The three murals by William Mitchell flank the entrance to a pedestrian underpass beneath the ‘Hockley Circus’ flyover, and were commissioned as part of the Birmingham outer ring road development, opened in 1968. Designed to encourage public interaction with the artwork, Mitchell expressed pride that people felt encouraged to climb on them, noting that this allowed them to become a part of society. They recently attracted attention when climbers from the University of Birmingham Mountaineering Clubs – more used to scaling peaks in Snowdonia or the Lake District – took the sculptures and plotted new bouldering routes across them.
The 3 metre high mural walls are cast in pigmented concrete and feature deeply profiled surface finishes, treated with bush hammers and sand blasted to appear like natural rock. Each mural has a slightly different character, incorporating geometric shapes, abstract patterns, and naturalistic forms. Unifying motifs of sunbursts, donuts, triangular wedges and shards are interspersed with Aztec like symbols, highly distinctive of Mitchell’s style.
William Mitchell (1925-2020) was a prolific and innovative architectural sculptor who worked in various materials but most notably concrete. He began his career in the 1950s as a Design Consultant for London County Council and set up his own company in the 1960s. He gained an international reputation for his highly textured, abstract reliefs and murals, often referred to as Aztec or pagan in style, though Mitchell denied there being any conscious influence.

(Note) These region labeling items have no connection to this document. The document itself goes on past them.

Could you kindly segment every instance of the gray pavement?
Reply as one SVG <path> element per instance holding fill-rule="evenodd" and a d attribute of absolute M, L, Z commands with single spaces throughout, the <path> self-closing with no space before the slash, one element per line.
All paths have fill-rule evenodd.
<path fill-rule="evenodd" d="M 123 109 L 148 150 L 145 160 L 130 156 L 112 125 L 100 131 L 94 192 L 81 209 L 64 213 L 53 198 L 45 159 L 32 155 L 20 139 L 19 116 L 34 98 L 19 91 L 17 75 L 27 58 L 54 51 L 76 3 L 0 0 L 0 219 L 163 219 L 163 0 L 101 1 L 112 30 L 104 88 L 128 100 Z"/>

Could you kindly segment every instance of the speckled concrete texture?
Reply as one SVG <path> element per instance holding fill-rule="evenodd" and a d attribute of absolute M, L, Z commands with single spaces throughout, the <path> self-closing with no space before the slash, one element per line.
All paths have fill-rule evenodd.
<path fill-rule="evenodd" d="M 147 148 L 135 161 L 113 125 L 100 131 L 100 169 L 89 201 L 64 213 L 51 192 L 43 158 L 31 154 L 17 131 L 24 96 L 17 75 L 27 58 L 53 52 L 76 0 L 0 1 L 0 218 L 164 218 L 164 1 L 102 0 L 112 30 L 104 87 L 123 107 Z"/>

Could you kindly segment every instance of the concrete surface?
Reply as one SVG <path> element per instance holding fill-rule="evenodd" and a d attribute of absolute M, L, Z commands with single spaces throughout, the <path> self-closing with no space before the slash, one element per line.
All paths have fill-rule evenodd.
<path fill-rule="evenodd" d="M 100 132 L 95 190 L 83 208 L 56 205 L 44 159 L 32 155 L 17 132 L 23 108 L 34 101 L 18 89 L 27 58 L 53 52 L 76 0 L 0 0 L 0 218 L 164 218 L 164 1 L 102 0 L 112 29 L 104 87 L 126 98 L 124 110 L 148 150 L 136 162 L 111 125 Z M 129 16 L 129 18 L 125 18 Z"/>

He worked with highly respected architects and engineers of the time, including Ove Arup and Sir Frederick Gibberd, and his work appeared in many public settings such as schools, subways and public housing developments
The deep relief casting and rounded forms of the Hockley murals are reminiscent of Mitchell’s earlier work at The Three Tuns in Coventry (1966, Grade II) also characterised by his lively, textured ‘Aztec’ style. However, the Hockley pieces also bridge the development of his ideas into more naturalistic and geometrically arranged forms, which appear more prevalently in his later works incorporated into transport infrastructure, such as the retaining wall above Hoo Road in Kidderminster (1972-1973, Grade II). Mitchell himself expressed that ‘Hockley flyover was one of the greatest things that ever happened in this country because it was the first of its kind and certainly of its scale.’
C20 Caseworker Coco Whittaker commented:
“C20 Society is delighted that these dynamic and playful Mitchell murals have been listed. This follows on from the listing of Mitchell’s Kidderminster wall in December 2020, and is another fabulous sculptural work created to enliven a 1960s/70s road development – both show the importance of public art in this period and the way it was integrated with architecture. It’s wonderful to see growing appreciation for Mitchell and greater recognition for his contribution to British art and architecture in the post-war period.”